J Food Sci Technol. 2014 Nov;51(11):2964-76. doi: 10.1007/s13197-012-0824-7. Epub 2012 Sep 19.
The hydrogen bonding was prone to be formed by many components in beer. Different sorts of flavor substances can affect the Chemical Shift due to their different concentrations in beer. Several key factors including 4 alcohols, 2 esters, 6 ions, 9 acids, 7 polyphenols, and 2 gravity indexes (OG and RG) were determined in this research. They could be used to investigate the relationship between hydrogen bonding intensity and the flavor components in bottled larger beers through the Correlation Analysis, Principal Component Analysis and Multiple Regression Analysis. Results showed that ethanol content was the primary influencing factor, and its correlation coefficient was 0.629 for Correlation Analysis.
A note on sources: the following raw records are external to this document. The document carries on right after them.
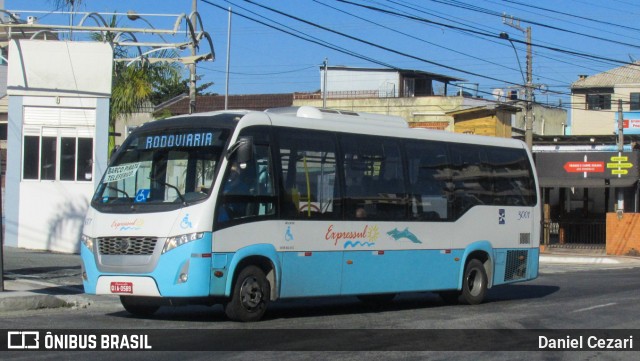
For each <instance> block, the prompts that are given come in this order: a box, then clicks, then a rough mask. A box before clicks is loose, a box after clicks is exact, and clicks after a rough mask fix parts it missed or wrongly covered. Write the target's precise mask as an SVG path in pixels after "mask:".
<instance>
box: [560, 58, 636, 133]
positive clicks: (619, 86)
mask: <svg viewBox="0 0 640 361" xmlns="http://www.w3.org/2000/svg"><path fill="white" fill-rule="evenodd" d="M618 100H622V108H623V111H624V112H629V111H638V110H640V62H636V63H634V64H628V65H625V66H621V67H618V68H615V69H611V70H608V71H605V72H603V73H599V74H595V75H592V76H587V75H580V79H578V80H577V81H576V82H574V83H573V84H571V104H573V107H572V108H573V109H572V111H571V134H572V135H605V134H613V133H615V132H616V130H617V122H616V113H617V112H618Z"/></svg>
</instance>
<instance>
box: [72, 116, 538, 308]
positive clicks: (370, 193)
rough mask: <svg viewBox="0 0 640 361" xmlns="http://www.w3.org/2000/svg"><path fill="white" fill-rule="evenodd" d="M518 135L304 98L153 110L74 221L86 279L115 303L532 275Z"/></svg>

Some factors had a positive correlation with hydrogen bonding intensity, including the content of original gravity, ethanol, isobutanol, Cl(-), K(+), pyruvic acid, lactic acid, gallic acid, vanillic acid, and Catechin in beer. A mathematic model of hydrogen bonding Chemical Shift and the content of ethanol, pyruvic acid, K(+), and gallic acid was obtained through the Principal Component Analysis and Multiple Regression Analysis , with the adjusted R(2) being 0.779 (P = 0.001). Ethanol content was proved to be the most important factor which could impact on hydrogen bonding association in beer by Principal Component Analysis. And then, a multiple non-linearity model could be obtained as follows: [Formula: see text]. The average error was 1.23 % in the validated experiment.
啤酒中的许多成分易于形成氢键。不同种类的风味物质因其在啤酒中的浓度不同而会影响化学位移。本研究确定了几个关键因素,包括4种醇类、2种酯类、6种离子、9种酸类、7种多酚类以及2个比重指标(原麦汁浓度和真正发酵度)。通过相关性分析、主成分分析和多元回归分析,这些因素可用于研究瓶装拉格啤酒中氢键强度与风味成分之间的关系。结果表明,乙醇含量是主要影响因素,在相关性分析中其相关系数为0.629。一些因素与氢键强度呈正相关,包括啤酒中原麦汁浓度、乙醇、异丁醇、Cl⁻、K⁺、丙酮酸、乳酸、没食子酸、香草酸和儿茶素的含量。通过主成分分析和多元回归分析得到了氢键化学位移与乙醇、丙酮酸、K⁺和没食子酸含量的数学模型,调整后的R²为0.779(P = 0.001)。主成分分析证明乙醇含量是影响啤酒中氢键缔合的最重要因素。然后,可以得到如下多元非线性模型:[公式:见原文]。在验证实验中平均误差为1.23%。